I do have the Delta 46-460 and it is an awesome lathe and turns to 12 1/2" , but I would like something to use for outboard turning also.
Arlin


----------



## Jim Jakosh

Hi Mads, that looks like a fine lathe- the rails look to be abut 2". I'll bet you can do some great things on there!
I never took a lesson either. I just watched other people and tried what I saw. The guy that hooked me on turning is Lyle Jamieson from Traverse City, Mi. He has a new pair of DVDs out on bowl turning that start with cutting the log the right way to get the best looking bowl. If you want, I can loan these to you. That is all the formal training I had and it is pretty good information on the tools, the four main cuts with a gouge and the correct way to turn bowls to have the fibers supporting the ones being cut. Just let me know and it will be in the mail to you, my friend…...........Jim


----------



## jjw5858

You my friend are a dam good turner…. if any of your handles run over in abundance for space…lol…....please let me know….great work and highly admired! Thanks for the post!


----------



## Cher

Hi Mads, glad to see you're happy with your new addition and I see you have already got started, good for you.
You can look at youtube for wood turning, some of those videos are good. I got a DVD with my Tormek and I must say the instructions on turning are excellent.

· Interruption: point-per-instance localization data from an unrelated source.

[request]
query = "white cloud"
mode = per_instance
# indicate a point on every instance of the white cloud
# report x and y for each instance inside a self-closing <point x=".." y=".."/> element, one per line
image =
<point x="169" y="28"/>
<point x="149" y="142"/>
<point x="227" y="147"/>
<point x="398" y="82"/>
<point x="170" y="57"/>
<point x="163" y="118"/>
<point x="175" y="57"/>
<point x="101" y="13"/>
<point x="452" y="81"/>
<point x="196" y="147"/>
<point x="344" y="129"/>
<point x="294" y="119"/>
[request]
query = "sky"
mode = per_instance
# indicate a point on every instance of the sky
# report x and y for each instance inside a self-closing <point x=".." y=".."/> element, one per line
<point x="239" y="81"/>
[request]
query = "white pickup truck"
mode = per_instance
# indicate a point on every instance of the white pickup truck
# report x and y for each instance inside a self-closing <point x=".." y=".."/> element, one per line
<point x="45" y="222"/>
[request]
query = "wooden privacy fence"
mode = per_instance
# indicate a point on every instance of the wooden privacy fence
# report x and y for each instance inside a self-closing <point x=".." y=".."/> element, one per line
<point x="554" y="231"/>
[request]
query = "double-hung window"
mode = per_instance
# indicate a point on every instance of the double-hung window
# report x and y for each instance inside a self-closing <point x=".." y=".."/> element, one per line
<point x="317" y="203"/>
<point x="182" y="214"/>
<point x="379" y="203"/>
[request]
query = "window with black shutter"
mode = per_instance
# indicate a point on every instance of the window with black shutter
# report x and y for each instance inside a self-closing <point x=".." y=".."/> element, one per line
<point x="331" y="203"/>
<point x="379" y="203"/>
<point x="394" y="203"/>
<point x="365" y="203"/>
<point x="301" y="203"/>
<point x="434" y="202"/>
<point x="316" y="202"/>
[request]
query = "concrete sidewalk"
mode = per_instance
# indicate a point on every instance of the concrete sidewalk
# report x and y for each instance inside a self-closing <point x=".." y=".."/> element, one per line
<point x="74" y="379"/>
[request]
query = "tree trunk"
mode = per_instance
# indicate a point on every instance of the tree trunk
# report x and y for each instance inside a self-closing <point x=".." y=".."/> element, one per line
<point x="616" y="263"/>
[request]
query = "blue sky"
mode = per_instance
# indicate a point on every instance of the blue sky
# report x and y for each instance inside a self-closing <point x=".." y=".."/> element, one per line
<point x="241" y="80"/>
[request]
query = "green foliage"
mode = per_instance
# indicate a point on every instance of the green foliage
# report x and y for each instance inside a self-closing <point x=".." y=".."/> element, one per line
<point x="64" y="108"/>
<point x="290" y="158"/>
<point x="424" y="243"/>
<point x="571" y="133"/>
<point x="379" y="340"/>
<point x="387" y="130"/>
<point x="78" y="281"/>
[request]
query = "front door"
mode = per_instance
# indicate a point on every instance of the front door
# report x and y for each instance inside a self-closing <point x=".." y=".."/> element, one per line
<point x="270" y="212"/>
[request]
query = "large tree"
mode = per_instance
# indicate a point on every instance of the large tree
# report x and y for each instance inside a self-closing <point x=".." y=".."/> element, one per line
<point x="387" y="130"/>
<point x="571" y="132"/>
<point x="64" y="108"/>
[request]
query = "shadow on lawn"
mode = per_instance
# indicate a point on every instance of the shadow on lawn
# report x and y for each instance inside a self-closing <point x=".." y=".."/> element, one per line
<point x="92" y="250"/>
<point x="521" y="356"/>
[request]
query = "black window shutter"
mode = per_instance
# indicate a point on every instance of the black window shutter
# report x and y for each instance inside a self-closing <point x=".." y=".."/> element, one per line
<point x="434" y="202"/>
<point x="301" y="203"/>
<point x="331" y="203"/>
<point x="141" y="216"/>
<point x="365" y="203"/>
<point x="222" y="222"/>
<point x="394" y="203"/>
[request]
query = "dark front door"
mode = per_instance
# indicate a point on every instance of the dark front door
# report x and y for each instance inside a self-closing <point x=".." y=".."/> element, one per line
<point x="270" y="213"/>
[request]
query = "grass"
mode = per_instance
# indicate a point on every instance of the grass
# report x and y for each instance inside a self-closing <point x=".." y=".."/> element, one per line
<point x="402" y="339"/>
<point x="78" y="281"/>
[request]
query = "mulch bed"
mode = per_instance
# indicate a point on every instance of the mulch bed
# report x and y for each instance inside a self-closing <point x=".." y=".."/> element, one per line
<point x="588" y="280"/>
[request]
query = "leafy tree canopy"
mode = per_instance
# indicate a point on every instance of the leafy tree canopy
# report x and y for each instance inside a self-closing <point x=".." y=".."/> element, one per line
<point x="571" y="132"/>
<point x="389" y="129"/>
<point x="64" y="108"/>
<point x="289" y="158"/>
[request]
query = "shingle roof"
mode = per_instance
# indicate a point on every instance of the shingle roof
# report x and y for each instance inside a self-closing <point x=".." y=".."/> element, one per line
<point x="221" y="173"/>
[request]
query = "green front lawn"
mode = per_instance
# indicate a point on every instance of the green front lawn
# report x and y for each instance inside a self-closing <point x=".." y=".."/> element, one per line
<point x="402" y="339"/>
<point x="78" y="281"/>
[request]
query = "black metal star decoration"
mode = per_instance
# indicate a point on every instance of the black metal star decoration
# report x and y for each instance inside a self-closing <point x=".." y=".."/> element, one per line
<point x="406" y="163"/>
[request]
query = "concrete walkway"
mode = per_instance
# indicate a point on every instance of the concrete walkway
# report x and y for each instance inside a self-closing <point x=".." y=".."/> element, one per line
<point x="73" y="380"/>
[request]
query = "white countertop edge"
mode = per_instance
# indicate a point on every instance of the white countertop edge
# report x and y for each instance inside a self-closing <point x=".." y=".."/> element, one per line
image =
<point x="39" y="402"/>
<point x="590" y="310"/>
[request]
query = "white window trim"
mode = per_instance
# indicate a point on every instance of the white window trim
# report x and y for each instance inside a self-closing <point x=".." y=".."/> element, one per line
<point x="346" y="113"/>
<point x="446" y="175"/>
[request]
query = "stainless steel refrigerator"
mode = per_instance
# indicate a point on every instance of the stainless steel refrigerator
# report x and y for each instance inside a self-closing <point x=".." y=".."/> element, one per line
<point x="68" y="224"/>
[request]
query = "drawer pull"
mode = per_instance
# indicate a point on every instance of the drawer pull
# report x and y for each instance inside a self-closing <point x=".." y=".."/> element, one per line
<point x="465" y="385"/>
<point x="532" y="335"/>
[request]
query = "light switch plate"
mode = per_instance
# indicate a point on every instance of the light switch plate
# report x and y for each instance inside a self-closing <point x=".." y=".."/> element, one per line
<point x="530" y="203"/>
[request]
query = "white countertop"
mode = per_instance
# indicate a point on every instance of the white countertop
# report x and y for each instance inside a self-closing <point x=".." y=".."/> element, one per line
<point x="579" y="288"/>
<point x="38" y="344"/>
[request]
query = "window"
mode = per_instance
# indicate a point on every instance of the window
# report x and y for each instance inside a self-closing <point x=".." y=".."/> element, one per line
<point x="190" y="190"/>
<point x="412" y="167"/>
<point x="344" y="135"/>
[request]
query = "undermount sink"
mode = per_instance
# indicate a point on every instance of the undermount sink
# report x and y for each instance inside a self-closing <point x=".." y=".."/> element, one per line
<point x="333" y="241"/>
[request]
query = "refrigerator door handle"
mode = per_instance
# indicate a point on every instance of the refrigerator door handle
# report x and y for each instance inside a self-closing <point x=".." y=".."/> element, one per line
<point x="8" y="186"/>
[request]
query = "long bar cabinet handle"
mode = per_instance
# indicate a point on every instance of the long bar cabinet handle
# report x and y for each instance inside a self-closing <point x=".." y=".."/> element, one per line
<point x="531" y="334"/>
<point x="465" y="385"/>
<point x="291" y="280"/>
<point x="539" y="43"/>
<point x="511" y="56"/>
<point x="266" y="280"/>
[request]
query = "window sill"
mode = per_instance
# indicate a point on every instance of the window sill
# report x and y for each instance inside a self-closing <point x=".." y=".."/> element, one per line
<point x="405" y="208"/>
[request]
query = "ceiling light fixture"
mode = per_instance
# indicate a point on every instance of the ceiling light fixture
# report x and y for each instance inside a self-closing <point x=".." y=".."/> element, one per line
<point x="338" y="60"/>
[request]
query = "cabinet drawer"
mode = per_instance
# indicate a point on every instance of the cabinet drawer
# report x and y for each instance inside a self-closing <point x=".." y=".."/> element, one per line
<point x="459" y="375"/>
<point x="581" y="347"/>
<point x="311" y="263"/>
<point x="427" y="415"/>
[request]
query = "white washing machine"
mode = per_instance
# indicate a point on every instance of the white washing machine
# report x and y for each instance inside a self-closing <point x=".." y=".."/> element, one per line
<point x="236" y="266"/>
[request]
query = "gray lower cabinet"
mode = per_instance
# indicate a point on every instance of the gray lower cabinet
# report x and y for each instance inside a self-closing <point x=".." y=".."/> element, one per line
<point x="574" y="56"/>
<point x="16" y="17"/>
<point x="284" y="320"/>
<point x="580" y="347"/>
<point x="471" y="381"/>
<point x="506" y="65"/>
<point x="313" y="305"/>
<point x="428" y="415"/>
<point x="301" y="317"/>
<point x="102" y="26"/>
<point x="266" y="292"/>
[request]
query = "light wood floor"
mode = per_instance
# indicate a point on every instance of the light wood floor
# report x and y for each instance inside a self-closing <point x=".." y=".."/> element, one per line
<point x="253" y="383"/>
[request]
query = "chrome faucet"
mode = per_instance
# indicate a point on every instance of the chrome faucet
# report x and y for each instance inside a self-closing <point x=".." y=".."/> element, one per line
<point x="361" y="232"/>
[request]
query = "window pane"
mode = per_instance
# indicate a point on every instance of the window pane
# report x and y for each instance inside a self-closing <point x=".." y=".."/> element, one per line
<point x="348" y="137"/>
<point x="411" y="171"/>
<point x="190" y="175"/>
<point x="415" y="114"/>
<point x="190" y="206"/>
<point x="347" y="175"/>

Thanks for sharing Mads, enjoy!!


----------



## michelletwo

glad you are happy with your lathe..I have a very old record mini-lathe and it is built like a tank. So record makes good stuff. the only issue I see is the bedrails..the tubes are really not stiff enough for heavy turning..but it sounds like you aren't going to strain it, so I'm sure it will be fine.


----------



## carlosponti

mafe thanks this will be my goto review when i am asked. the forum i am in people ask about them a lot and i havent had much to say.


----------



## mafe

Joe was it you that askede me to do the review, I could not remember?


----------



## carlosponti

yes that was me.


----------



## mafe

Ahhh so I'm happy.
(Sorry for my bad memory).
Best thoughts,
Mads


----------